In 1934, private citizens erected a white Latin cross on Sunrise Rock in the Mojave National Preserve in California as a memorial to American soldiers who died in World War I. About 70 years later, Frank Buono, a retired Park Service employee who regularly visited the area, sued to require the cross's removal, arguing that its presence on public land violated the First Amendment's prohibition against establishment of religion. The district court agreed with Buono and issued an injunction ordering the government to remove the cross. While the appeal from this order was pending, Congress enacted a statute directing the Secretary of the Interior to transfer the land on which the cross stood to private owners in exchange for nearby private property. The Ninth Circuit declined to consider the effect of this statute on the case and affirmed the district court order. The government did not seek Supreme Court review of this judgment, which therefore became final.

Buono then asked the district court to enjoin enforcement of the statute requiring the land transfer. The district court held that the statute was an improper attempt to evade its original injunction. It enjoined the government from implementing the land transfer and ordered it to comply with the earlier injunction requiring the cross's removal. The Ninth Circuit affirmed.

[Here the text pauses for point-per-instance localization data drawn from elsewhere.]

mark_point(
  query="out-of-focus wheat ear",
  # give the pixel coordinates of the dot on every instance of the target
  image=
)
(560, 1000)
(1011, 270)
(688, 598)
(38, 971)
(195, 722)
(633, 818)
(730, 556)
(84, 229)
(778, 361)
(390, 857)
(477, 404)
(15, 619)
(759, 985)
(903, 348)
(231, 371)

The Supreme Court reversed, holding that the lower courts had erred in enjoining enforcement of the land-transfer statute. But no opinion commanded a majority of the Court.

Justice Kennedy, joined by Chief Justice Roberts and Justice Alito, held that Buono had standing to seek to enjoin the land-transfer statute because he had a "judicially cognizable interest" in preventing alleged frustration or evasion of the earlier injunction. The government argued the Buono was seeking to expand the original injunction, not enforce it. But Justice Kennedy rejected that argument as one going to the merits, not to standing.

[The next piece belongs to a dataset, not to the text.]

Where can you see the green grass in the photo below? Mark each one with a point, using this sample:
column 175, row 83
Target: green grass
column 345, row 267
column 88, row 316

These three justices also agreed that the district court had erred in enjoining the land-transfer statute. The statute was a substantial change in circumstances bearing on the continued propriety of the relief ordered in 2002. The district court should not have simply dismissed, as an evasion of the 2002 injunction, Congress's attempt to resolve the dilemma the injunction created: It could not maintain the cross without violating the injunction, but it could not remove the cross without conveying disrespect for the soldiers the cross was seen as honoring. In belittling the Government's efforts as an attempt to "evade" the injunction, the district court had things backwards. Congress's prerogative to balance opposing interests and its institutional competence to do so provide one of the principal reasons for deference to its policy determinations. In addition, the goal of avoiding governmental endorsement does not require eradication of all religious symbols in the public realm. The district court should have reevaluated whether the injunction was necessary, given the changed circumstances created by Congress's passage of the land-transfer statute. A congressional enactment should not be struck down unless no legal alternative exists.

Justice Kennedy, joined by Chief Justice Roberts, announced the judgment of remanding the case to the district court to consider whether the original injunction is still necessary in light of the changes effected by the land-transfer statute. Justice Alito disagreed on this point, concluding that the Court should hold itself that the statute eliminated any reasonable basis for a perception that the government was endorsing religion, while avoiding any perception of disrespect to the war dead who were memorialized by the cross if it were destroyed.

Justice Scalia, joined by Justice Thomas, created a majority for the judgment vacating the lower courts' orders, but only on the ground that Buono lacked Article III standing to sue. Even if Buono's claimed personal offense at the presence of the cross on public land gave him standing to seek and obtain the 2002 injunction, he had made it clear that he did not object to displaying a cross on private property, so he would not be injured by implementation of the statute transferring the land to a private owner. In addition, Justice Scalia found it speculative whether the cross would remain on the land after the transfer.

Justice Kennedy announced the judgment of the Court and filed an opinion in which Chief Justice Roberts joined and Justice Alito joined in part. Chief Justice Roberts filed a concurring opinion. Justice Alito filed an opinion concurring in part and concurring in the judgment. Justice Scalia filed an opinion concurring in the judgment, in which Justice Thomas joined. Justice Stevens filed a dissenting opinion, in which Justices Ginsburg and Sotomayor joined. Justice Breyer filed a dissenting opinion.